The three primary technologies used in web frontend development are the Hypertext Markup Language (HTML), Cascading Style Sheets (CSS) and Javascript. HTML is intended for delivering the site content, both its copy and structure, CSS is for styling and Javascript for interactivity.

As web sites have grown in sophistication ‘web frameworks’ have been developed to ease development. Frameworks such as React and Angular allow the rapid development of sophisticated web sites and applications via pre-made building blocks. Styling frameworks such as Bootstrap and Google Material ensure users are presented with consistent and familiar interfaces as interact with web sites.

At a higher layer still in terms of web building-blocks come Content Management Systems (CMS) and blogging platforms. These systems, such as Wordpress and Drupal, allow one to build websites, style then and publish content without significant software development. This allows sites to be built and maintained primarily through the web browser. Related, but typically more simple software, are Static Site Generators which take content in an easy-to-write format such as Markdown and via some templates generate a website from the content files. Some common static site generations include Jekyll, Hugo, Pelican and Jupyter Books, with integrations to cloud development platforms such as Gitlab being common for automatic site publication and hosting.

Web Backends#

The web backend typically refers to the remainder of the technology stack, which has many different elements. At a minimum a web site needs a running server to respond to requests. Commonly used server software includes Apache and Nginx. For simple sites, with a collection of static files for example, these servers are sufficient to respond to requests. However, more sophisticated web sites with dynamic content and/or APIs typically have their ‘business logic’ (which decides how a request is responded to) handled by some separate software which is called by the server when a request is made.

Two commonly used web application frameworks are Express via the Javascript Node runtime and Django, built on Python. These frameworks have many features and pre-made building blocks for creating web site - with rich plugin ecosystems. However more light-weight frameworks are also common, such as Flask.

Many websites need to maintain some sort of ‘state’ - just a list of logged in users or resources beloging to a particular user. This is usually maintained in a database. Relation databases (RDBMS) supporting the Structured Query Language (SQL) are the most common - with postgress and mysql being popular. Databases usually run as their own process with applications connecting to them via socket for performance an security reasons. Most popular web application frameworks have plugins for easily working with common database types.

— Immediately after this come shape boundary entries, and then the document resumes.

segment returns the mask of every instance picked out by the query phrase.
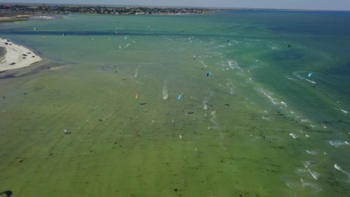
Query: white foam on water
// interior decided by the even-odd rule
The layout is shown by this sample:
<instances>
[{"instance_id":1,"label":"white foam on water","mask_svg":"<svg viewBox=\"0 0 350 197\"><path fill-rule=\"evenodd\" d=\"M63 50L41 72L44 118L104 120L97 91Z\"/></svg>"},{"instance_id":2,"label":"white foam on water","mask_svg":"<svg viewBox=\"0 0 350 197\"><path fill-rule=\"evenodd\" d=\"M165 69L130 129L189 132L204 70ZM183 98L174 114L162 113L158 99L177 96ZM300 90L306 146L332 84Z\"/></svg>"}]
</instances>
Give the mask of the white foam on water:
<instances>
[{"instance_id":1,"label":"white foam on water","mask_svg":"<svg viewBox=\"0 0 350 197\"><path fill-rule=\"evenodd\" d=\"M343 171L343 169L337 164L334 164L334 168L338 170Z\"/></svg>"},{"instance_id":2,"label":"white foam on water","mask_svg":"<svg viewBox=\"0 0 350 197\"><path fill-rule=\"evenodd\" d=\"M218 127L218 124L217 124L217 122L216 122L216 111L212 111L211 112L211 116L212 117L210 118L210 122L211 122L212 123L214 124L215 125L214 126L212 127L213 128L218 129L219 129ZM209 128L209 127L208 127Z\"/></svg>"},{"instance_id":3,"label":"white foam on water","mask_svg":"<svg viewBox=\"0 0 350 197\"><path fill-rule=\"evenodd\" d=\"M261 89L261 90L262 94L264 94L264 95L266 96L266 97L270 99L270 101L271 101L271 102L273 103L273 104L277 105L282 104L282 105L287 107L287 103L286 103L285 102L280 102L279 101L278 101L278 99L272 97L272 96L268 94L266 92L265 92L262 89Z\"/></svg>"},{"instance_id":4,"label":"white foam on water","mask_svg":"<svg viewBox=\"0 0 350 197\"><path fill-rule=\"evenodd\" d=\"M270 119L271 119L271 118L270 117L266 117L264 116L262 116L262 120L269 120Z\"/></svg>"},{"instance_id":5,"label":"white foam on water","mask_svg":"<svg viewBox=\"0 0 350 197\"><path fill-rule=\"evenodd\" d=\"M167 81L164 81L164 83L163 85L163 99L166 100L168 99L168 86L167 85Z\"/></svg>"},{"instance_id":6,"label":"white foam on water","mask_svg":"<svg viewBox=\"0 0 350 197\"><path fill-rule=\"evenodd\" d=\"M317 151L315 151L315 150L307 150L307 152L308 152L308 154L309 154L311 155L316 156L316 155L318 155L318 152L317 152Z\"/></svg>"},{"instance_id":7,"label":"white foam on water","mask_svg":"<svg viewBox=\"0 0 350 197\"><path fill-rule=\"evenodd\" d=\"M300 181L301 182L301 185L302 185L303 187L310 187L314 189L314 192L313 192L314 194L319 193L322 191L322 187L319 186L315 183L307 182L302 179L300 179Z\"/></svg>"},{"instance_id":8,"label":"white foam on water","mask_svg":"<svg viewBox=\"0 0 350 197\"><path fill-rule=\"evenodd\" d=\"M228 60L228 62L229 67L230 68L231 68L231 69L238 69L241 72L243 71L242 69L241 69L240 68L239 68L239 67L238 65L238 64L236 61L229 60Z\"/></svg>"},{"instance_id":9,"label":"white foam on water","mask_svg":"<svg viewBox=\"0 0 350 197\"><path fill-rule=\"evenodd\" d=\"M308 170L303 168L298 168L296 169L296 170L295 170L295 173L299 176L304 174L307 172L308 172Z\"/></svg>"},{"instance_id":10,"label":"white foam on water","mask_svg":"<svg viewBox=\"0 0 350 197\"><path fill-rule=\"evenodd\" d=\"M204 110L208 110L208 102L209 101L210 97L207 96L203 98L203 100L202 101L202 103L203 103L203 108Z\"/></svg>"},{"instance_id":11,"label":"white foam on water","mask_svg":"<svg viewBox=\"0 0 350 197\"><path fill-rule=\"evenodd\" d=\"M345 113L345 114L348 113L348 112L347 111L345 111L344 110L341 110L342 112L344 112L344 113Z\"/></svg>"},{"instance_id":12,"label":"white foam on water","mask_svg":"<svg viewBox=\"0 0 350 197\"><path fill-rule=\"evenodd\" d=\"M298 136L296 134L293 134L293 133L289 134L289 135L292 136L294 139L298 138Z\"/></svg>"},{"instance_id":13,"label":"white foam on water","mask_svg":"<svg viewBox=\"0 0 350 197\"><path fill-rule=\"evenodd\" d=\"M341 171L344 174L347 175L348 178L350 178L350 173L349 172L345 171L343 169L343 168L337 164L334 164L334 168L338 170Z\"/></svg>"},{"instance_id":14,"label":"white foam on water","mask_svg":"<svg viewBox=\"0 0 350 197\"><path fill-rule=\"evenodd\" d=\"M201 63L202 63L202 64L203 65L203 67L204 67L204 68L208 67L208 65L204 63L204 62L203 62L203 61L200 61L200 62L201 62Z\"/></svg>"},{"instance_id":15,"label":"white foam on water","mask_svg":"<svg viewBox=\"0 0 350 197\"><path fill-rule=\"evenodd\" d=\"M316 163L313 161L302 161L301 163L305 168L309 168L310 166L316 165Z\"/></svg>"},{"instance_id":16,"label":"white foam on water","mask_svg":"<svg viewBox=\"0 0 350 197\"><path fill-rule=\"evenodd\" d=\"M317 83L316 82L315 82L315 81L312 81L312 80L310 80L310 79L307 79L306 78L304 78L304 77L303 77L301 76L300 75L299 75L299 74L298 74L298 73L299 73L300 72L300 71L293 72L293 74L294 76L295 76L296 77L298 77L298 78L304 80L305 80L305 81L307 81L310 82L311 83L313 83L313 84ZM306 71L305 71L305 72L306 72Z\"/></svg>"},{"instance_id":17,"label":"white foam on water","mask_svg":"<svg viewBox=\"0 0 350 197\"><path fill-rule=\"evenodd\" d=\"M310 172L310 174L312 176L312 177L316 179L316 180L318 179L318 178L320 177L320 174L319 173L317 173L315 171L311 171L310 169L308 168L308 170L309 172Z\"/></svg>"},{"instance_id":18,"label":"white foam on water","mask_svg":"<svg viewBox=\"0 0 350 197\"><path fill-rule=\"evenodd\" d=\"M137 77L137 71L139 70L139 68L141 67L140 65L139 65L136 68L136 69L135 70L135 75L134 75L134 77Z\"/></svg>"},{"instance_id":19,"label":"white foam on water","mask_svg":"<svg viewBox=\"0 0 350 197\"><path fill-rule=\"evenodd\" d=\"M345 142L342 142L340 140L338 141L330 141L329 143L332 146L335 147L338 147L338 146L343 146L344 145L349 145L348 143L347 142L345 141Z\"/></svg>"}]
</instances>

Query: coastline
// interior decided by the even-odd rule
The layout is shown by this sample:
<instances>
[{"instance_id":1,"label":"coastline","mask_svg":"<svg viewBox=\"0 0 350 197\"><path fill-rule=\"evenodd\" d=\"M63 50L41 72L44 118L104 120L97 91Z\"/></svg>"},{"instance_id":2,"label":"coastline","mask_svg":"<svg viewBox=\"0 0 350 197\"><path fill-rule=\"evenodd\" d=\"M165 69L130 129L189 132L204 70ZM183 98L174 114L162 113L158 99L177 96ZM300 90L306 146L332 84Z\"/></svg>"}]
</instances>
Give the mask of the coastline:
<instances>
[{"instance_id":1,"label":"coastline","mask_svg":"<svg viewBox=\"0 0 350 197\"><path fill-rule=\"evenodd\" d=\"M29 49L4 38L0 37L0 47L6 50L0 61L0 72L30 67L43 60Z\"/></svg>"}]
</instances>

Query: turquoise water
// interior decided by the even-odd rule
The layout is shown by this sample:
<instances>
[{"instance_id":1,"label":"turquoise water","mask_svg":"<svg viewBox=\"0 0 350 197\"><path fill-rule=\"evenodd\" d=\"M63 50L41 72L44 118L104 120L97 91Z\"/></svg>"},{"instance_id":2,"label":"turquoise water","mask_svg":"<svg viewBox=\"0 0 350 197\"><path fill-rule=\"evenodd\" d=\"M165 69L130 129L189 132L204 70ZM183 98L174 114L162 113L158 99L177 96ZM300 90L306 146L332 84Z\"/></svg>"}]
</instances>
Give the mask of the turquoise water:
<instances>
[{"instance_id":1,"label":"turquoise water","mask_svg":"<svg viewBox=\"0 0 350 197\"><path fill-rule=\"evenodd\" d=\"M1 37L46 61L1 74L0 192L348 196L349 20L225 11L3 24Z\"/></svg>"}]
</instances>

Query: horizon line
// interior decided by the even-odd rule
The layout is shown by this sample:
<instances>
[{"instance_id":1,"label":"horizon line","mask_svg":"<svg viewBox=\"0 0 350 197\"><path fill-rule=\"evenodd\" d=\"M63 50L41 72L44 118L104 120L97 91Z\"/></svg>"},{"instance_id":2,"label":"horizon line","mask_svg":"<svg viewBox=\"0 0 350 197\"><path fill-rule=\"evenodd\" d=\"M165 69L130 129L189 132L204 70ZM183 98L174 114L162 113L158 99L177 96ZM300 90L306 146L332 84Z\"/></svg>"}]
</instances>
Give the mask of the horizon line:
<instances>
[{"instance_id":1,"label":"horizon line","mask_svg":"<svg viewBox=\"0 0 350 197\"><path fill-rule=\"evenodd\" d=\"M292 8L243 8L243 7L206 7L206 6L156 6L156 5L114 5L114 4L64 4L64 3L20 3L20 2L0 2L0 5L66 5L66 6L112 6L115 7L154 7L154 8L197 8L197 9L213 9L224 10L279 10L279 11L326 11L326 12L350 12L350 10L323 10L313 9L292 9Z\"/></svg>"}]
</instances>

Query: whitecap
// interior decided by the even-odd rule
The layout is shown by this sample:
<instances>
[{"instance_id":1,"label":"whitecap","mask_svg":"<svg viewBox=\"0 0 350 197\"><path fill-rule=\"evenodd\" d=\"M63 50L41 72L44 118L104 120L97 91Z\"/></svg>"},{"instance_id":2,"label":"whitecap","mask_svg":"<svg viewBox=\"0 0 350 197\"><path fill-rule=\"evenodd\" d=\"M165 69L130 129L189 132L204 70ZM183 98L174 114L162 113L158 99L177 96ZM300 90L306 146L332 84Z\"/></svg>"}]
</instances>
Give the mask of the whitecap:
<instances>
[{"instance_id":1,"label":"whitecap","mask_svg":"<svg viewBox=\"0 0 350 197\"><path fill-rule=\"evenodd\" d=\"M289 135L292 136L294 139L298 138L298 136L297 136L296 134L293 134L293 133L289 134Z\"/></svg>"},{"instance_id":2,"label":"whitecap","mask_svg":"<svg viewBox=\"0 0 350 197\"><path fill-rule=\"evenodd\" d=\"M317 151L315 151L315 150L307 150L307 152L308 152L308 154L309 154L311 155L314 155L314 156L317 155L318 154L318 152L317 152Z\"/></svg>"}]
</instances>

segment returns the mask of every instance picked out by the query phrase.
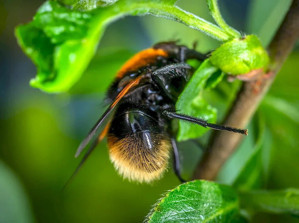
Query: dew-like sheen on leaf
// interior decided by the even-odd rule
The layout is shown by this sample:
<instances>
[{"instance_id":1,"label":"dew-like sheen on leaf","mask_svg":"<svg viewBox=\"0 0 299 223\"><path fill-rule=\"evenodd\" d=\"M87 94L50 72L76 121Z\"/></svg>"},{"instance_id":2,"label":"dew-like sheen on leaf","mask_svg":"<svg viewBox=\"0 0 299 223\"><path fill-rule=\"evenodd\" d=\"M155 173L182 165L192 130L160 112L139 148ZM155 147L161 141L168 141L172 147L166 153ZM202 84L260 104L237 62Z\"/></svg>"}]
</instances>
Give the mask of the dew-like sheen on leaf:
<instances>
[{"instance_id":1,"label":"dew-like sheen on leaf","mask_svg":"<svg viewBox=\"0 0 299 223\"><path fill-rule=\"evenodd\" d=\"M175 2L119 0L83 12L82 8L77 11L57 1L46 1L33 21L16 30L19 44L37 67L30 85L48 92L67 91L87 67L109 24L129 15L161 16L159 9Z\"/></svg>"},{"instance_id":2,"label":"dew-like sheen on leaf","mask_svg":"<svg viewBox=\"0 0 299 223\"><path fill-rule=\"evenodd\" d=\"M238 211L238 197L231 188L196 180L167 193L147 220L149 223L227 222Z\"/></svg>"}]
</instances>

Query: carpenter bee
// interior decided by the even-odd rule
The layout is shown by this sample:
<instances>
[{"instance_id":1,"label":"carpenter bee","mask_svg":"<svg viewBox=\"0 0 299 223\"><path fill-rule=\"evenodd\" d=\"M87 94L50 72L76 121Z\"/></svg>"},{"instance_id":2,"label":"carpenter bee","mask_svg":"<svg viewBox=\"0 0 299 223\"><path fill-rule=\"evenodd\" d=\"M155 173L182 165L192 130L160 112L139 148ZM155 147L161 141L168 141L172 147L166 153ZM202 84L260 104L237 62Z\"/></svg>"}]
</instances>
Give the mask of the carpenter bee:
<instances>
[{"instance_id":1,"label":"carpenter bee","mask_svg":"<svg viewBox=\"0 0 299 223\"><path fill-rule=\"evenodd\" d=\"M172 153L175 173L185 181L180 173L174 120L247 135L247 129L210 123L176 110L176 103L194 71L187 60L206 58L184 45L168 42L156 44L129 60L107 92L111 104L80 144L75 157L111 113L108 124L70 179L106 136L110 159L120 174L130 181L150 183L163 176Z\"/></svg>"}]
</instances>

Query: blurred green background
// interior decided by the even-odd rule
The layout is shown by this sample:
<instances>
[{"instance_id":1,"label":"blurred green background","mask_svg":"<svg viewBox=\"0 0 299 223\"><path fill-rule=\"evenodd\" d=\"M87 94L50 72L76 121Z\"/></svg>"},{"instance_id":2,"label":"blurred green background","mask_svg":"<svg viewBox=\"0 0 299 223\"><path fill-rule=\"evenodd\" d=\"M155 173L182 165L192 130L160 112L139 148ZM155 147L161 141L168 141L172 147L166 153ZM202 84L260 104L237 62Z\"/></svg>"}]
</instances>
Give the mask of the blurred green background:
<instances>
[{"instance_id":1,"label":"blurred green background","mask_svg":"<svg viewBox=\"0 0 299 223\"><path fill-rule=\"evenodd\" d=\"M103 95L115 72L133 54L157 41L174 39L190 47L198 41L197 49L203 52L220 43L163 18L126 17L108 28L95 58L69 93L48 94L29 86L36 68L13 34L15 26L30 20L43 1L0 1L0 223L141 222L161 195L179 183L172 170L153 185L123 180L110 163L103 142L62 192L82 156L74 158L76 148L103 112ZM219 1L229 24L257 34L266 46L291 1ZM178 4L212 21L205 0L181 0ZM260 187L299 188L298 62L297 46L256 116L266 126L262 146L265 183ZM219 122L239 86L222 82L205 92L218 109ZM225 164L219 182L231 183L253 152L258 134L255 126L254 121L249 125L252 134ZM199 139L201 143L210 133ZM178 145L183 175L188 178L202 152L191 142ZM299 222L299 219L260 215L254 219L291 221Z\"/></svg>"}]
</instances>

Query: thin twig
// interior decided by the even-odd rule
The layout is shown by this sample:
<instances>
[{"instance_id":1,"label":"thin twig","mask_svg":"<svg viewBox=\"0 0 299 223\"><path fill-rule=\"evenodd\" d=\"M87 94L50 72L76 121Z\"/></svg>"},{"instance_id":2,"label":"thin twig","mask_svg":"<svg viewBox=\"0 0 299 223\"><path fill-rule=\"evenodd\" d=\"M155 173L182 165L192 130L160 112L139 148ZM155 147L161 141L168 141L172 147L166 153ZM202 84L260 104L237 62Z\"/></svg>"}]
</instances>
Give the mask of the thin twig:
<instances>
[{"instance_id":1,"label":"thin twig","mask_svg":"<svg viewBox=\"0 0 299 223\"><path fill-rule=\"evenodd\" d=\"M268 50L271 59L269 75L259 81L244 82L224 122L225 125L244 128L251 119L268 92L277 73L299 38L299 0L293 0ZM264 75L266 77L266 75ZM250 131L249 134L250 134ZM215 132L193 179L213 180L243 139L240 134Z\"/></svg>"}]
</instances>

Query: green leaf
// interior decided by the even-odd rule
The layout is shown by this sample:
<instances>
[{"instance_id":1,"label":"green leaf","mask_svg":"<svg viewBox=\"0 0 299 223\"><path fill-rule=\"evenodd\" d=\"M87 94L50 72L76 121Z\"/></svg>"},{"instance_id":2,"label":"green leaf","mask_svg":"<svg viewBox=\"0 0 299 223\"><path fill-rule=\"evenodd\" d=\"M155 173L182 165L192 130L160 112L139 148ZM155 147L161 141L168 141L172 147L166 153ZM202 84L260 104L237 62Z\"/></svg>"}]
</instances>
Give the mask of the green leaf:
<instances>
[{"instance_id":1,"label":"green leaf","mask_svg":"<svg viewBox=\"0 0 299 223\"><path fill-rule=\"evenodd\" d=\"M205 88L207 90L214 88L222 80L225 73L219 70L215 72L207 81Z\"/></svg>"},{"instance_id":2,"label":"green leaf","mask_svg":"<svg viewBox=\"0 0 299 223\"><path fill-rule=\"evenodd\" d=\"M242 190L260 189L266 183L264 180L265 179L263 171L262 159L265 131L265 120L258 113L256 115L254 120L255 121L255 122L257 122L255 125L257 126L257 128L254 130L254 133L257 136L257 139L251 156L235 180L232 186L234 188Z\"/></svg>"},{"instance_id":3,"label":"green leaf","mask_svg":"<svg viewBox=\"0 0 299 223\"><path fill-rule=\"evenodd\" d=\"M82 11L91 11L99 7L112 4L118 0L77 0L72 5L73 9Z\"/></svg>"},{"instance_id":4,"label":"green leaf","mask_svg":"<svg viewBox=\"0 0 299 223\"><path fill-rule=\"evenodd\" d=\"M207 80L218 69L207 59L196 70L179 97L176 108L190 115L215 122L217 110L210 105L202 97L202 92ZM177 136L179 141L197 138L208 129L180 121L180 128Z\"/></svg>"},{"instance_id":5,"label":"green leaf","mask_svg":"<svg viewBox=\"0 0 299 223\"><path fill-rule=\"evenodd\" d=\"M212 53L210 59L222 71L234 75L266 69L269 61L260 40L253 35L224 43Z\"/></svg>"},{"instance_id":6,"label":"green leaf","mask_svg":"<svg viewBox=\"0 0 299 223\"><path fill-rule=\"evenodd\" d=\"M242 207L257 212L299 215L299 189L254 191L239 194Z\"/></svg>"},{"instance_id":7,"label":"green leaf","mask_svg":"<svg viewBox=\"0 0 299 223\"><path fill-rule=\"evenodd\" d=\"M227 222L238 211L238 196L231 187L196 180L180 185L166 194L149 214L147 222Z\"/></svg>"},{"instance_id":8,"label":"green leaf","mask_svg":"<svg viewBox=\"0 0 299 223\"><path fill-rule=\"evenodd\" d=\"M129 15L163 17L218 39L230 39L217 26L173 6L175 1L119 0L85 12L72 10L56 1L46 1L32 22L16 30L19 44L37 67L36 76L30 84L49 92L68 91L86 69L107 26ZM86 7L86 10L90 9Z\"/></svg>"},{"instance_id":9,"label":"green leaf","mask_svg":"<svg viewBox=\"0 0 299 223\"><path fill-rule=\"evenodd\" d=\"M239 32L229 26L224 21L220 13L220 10L217 4L217 0L207 0L207 3L211 14L214 20L226 33L234 38L241 37Z\"/></svg>"}]
</instances>

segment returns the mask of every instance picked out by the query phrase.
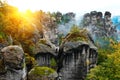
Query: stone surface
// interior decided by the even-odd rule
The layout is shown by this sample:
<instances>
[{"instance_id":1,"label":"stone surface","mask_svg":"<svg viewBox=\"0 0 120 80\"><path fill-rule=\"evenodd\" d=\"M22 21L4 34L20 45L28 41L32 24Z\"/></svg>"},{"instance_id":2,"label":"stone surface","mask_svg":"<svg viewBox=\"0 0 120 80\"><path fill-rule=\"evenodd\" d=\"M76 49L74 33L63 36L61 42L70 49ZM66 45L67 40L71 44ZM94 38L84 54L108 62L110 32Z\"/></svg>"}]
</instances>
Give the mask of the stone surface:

In addition to lightweight information in databases it is often neccessary for websites to store larger user data, such as uploaded images, videos or other files. For similar reasons to database separation this content is usually stored in a different network location to the web application. Although some websites will store user content on the same filesystem as the running web application, and it can be often seen in prototypes or getting started guides it can cause several issues. The Amazon Simple Storage Service (S3) is a popular service and de-facto API for storing user data. Its simple object-based semantics make storing large amounts of content relatively simple, while its APIs allow for secure control over content access. There are other storage technologies that can use, but don’t necessarily rely on S3 APIs - such as ceph. As with databases, most web frameworks have plugins for storage integration.

For reasons of efficiency and performance, frequently accessed data is often cached independently of the application webserver. This is usually done via a large provider who can offer both geographical locality and redundancy. They are known as Content delivery networks or CDNs.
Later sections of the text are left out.